What was your most entertaining read of the year? Either The Left-Handed Booksellers (mentioned above) or Magpie Murders by Anthony Horowitz. Both were five-star reads and kept me entertained from beginning to end.

Which stories stuck with you the longest? The series by C. S. Harris. I really like the story arc she has going on for Sebastian St. Cyr, Lord Devlin--the protagonist. Each installment has told us a little more about him and given greater insight to various supporting characters as well. There is a lot of depth to the story-telling.
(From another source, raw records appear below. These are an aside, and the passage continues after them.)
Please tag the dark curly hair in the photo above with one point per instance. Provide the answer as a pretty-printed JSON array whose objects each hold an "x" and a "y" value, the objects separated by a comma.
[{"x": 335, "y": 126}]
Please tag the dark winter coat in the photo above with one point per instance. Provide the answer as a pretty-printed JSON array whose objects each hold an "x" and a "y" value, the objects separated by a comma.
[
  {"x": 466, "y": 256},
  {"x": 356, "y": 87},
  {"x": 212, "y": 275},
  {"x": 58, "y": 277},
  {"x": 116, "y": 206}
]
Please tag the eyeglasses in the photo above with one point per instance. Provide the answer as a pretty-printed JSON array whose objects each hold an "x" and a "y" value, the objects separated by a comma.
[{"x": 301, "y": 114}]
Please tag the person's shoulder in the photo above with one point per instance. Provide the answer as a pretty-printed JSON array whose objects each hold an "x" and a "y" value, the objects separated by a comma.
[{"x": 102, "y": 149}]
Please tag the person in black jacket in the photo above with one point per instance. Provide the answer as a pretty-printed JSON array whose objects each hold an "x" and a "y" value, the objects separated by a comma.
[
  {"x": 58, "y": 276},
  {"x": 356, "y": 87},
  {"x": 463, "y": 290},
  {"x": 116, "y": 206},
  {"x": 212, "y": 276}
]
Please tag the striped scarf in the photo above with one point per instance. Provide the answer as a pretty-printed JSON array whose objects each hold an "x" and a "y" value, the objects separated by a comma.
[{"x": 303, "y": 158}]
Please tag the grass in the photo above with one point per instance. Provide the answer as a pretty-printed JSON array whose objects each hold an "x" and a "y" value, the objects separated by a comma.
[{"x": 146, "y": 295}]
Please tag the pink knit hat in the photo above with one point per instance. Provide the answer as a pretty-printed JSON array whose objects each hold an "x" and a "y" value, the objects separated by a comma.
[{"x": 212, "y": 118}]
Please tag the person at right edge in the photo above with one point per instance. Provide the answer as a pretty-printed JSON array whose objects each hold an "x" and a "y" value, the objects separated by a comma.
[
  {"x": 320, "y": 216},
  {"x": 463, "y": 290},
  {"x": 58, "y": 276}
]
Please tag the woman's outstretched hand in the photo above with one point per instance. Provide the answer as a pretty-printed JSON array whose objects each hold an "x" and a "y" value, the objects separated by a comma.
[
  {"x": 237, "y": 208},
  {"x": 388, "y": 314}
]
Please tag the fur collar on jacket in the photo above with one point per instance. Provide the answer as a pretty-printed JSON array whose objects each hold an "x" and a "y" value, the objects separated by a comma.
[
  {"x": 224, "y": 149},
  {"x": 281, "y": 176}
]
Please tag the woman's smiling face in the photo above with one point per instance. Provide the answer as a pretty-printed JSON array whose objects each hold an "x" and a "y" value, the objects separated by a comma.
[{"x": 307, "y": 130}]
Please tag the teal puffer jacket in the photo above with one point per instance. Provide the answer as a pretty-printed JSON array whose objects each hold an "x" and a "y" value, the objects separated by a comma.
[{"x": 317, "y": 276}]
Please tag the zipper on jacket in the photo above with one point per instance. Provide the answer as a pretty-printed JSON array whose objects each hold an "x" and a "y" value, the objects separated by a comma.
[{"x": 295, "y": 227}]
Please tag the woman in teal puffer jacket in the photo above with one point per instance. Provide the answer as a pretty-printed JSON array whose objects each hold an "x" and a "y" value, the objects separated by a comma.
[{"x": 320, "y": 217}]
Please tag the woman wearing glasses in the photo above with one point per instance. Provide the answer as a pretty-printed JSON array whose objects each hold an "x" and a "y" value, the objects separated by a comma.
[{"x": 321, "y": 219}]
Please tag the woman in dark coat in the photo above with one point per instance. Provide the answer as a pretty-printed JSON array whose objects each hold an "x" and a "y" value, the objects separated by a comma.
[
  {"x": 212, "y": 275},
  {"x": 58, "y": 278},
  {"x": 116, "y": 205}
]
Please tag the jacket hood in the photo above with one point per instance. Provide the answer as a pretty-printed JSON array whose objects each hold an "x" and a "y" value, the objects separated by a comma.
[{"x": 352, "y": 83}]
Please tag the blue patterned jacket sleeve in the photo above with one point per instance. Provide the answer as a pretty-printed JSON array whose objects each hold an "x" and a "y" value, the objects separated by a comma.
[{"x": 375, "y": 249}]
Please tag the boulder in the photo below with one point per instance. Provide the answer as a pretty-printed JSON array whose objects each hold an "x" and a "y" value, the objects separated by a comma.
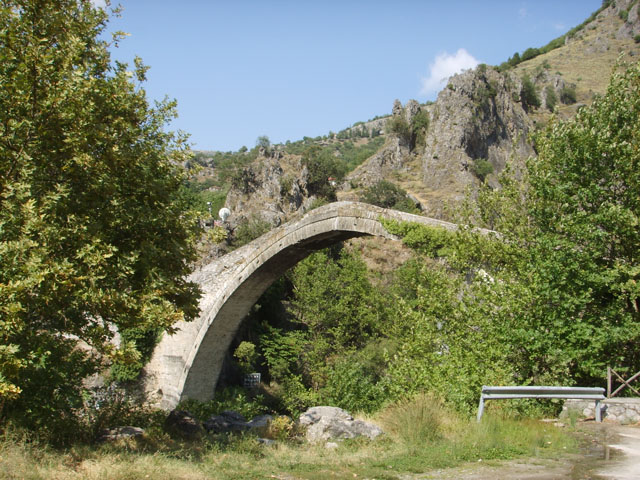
[
  {"x": 332, "y": 423},
  {"x": 118, "y": 433},
  {"x": 182, "y": 423}
]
Which characters did you fall in like or love with? See above. Lord Devlin and his wife Hero are terrific characters and I like them a great deal

Which stories or characters made you want to dive into their world and live there? I enjoyed visiting the 18th century with Lord Devlin--but I don't know that I'd particularly want to live there. I wouldn't mind living in the world of one of my Golden Age detective novels--provided I didn't wind up as one of the victims!

Which stories surprised you, made you reflect, laugh out loud, tear up, or irritated the heck out of you? Blood on the Dining Room Floor by Gertrude Stein--irritated the heck out of me. Supposedly a murder mystery by Stein. When I was done with it, I couldn't have told you what the plot was if my life depended on it. And I never did figure out where the blood on the dining room floor came from....

Which stories inspired web wonderings and lead you on rabbit trails? Murder at Bray Manor by Lee Strauss (historical mystery). Read this one to meet a prompt for one of my challenges--this sent me on a hunt online at the library for other entries in this series. Very light and fun reads. Glad I was able to hunt them down.

Which stories would you read again and again? Nearly all of Agatha Christie--in fact I have. And probably will again. Will probably read the C. S. Harris books again sometime in the future.

One book you think everyone should read? My Own Words by Ruth Bader Ginsberg

Where in the world and through what time periods did your reading adventures take you? I've been to England, Scotland, Russia, the Netherlands, Monaco, Yugoslavia [present-day Croatia], Romania, France, Belgium, Turkey, Denmark, Austria, Bosnia, Germany, Spain, Sweden, Greece, and Italy. I've time-traveled to the tenth century in Michael Crichton's The 13th Warrior and the fifteenth century in The Trolley to Yesterday by John Bellairs and eighteenth century England in the C. S. Harris novels. I've also spent a great deal of time in the Victorian era and the 1920s and 1930s (I do love those Golden Age mysteries).

Share your stats, new to you authors, favorite quotes, or covers. I don't have my stats done for the year--I always wait until January to make sure I catch all my last-minute reads. I will say that I enjoyed discovering Lee Strauss and Janice Hallett. Hallett wrote a modern mystery called The Appeal which relays details about a murder mystery almost exclusively through emails and text messages. It was a really nifty, modern twist on the epistolary novel. I hope she writes more!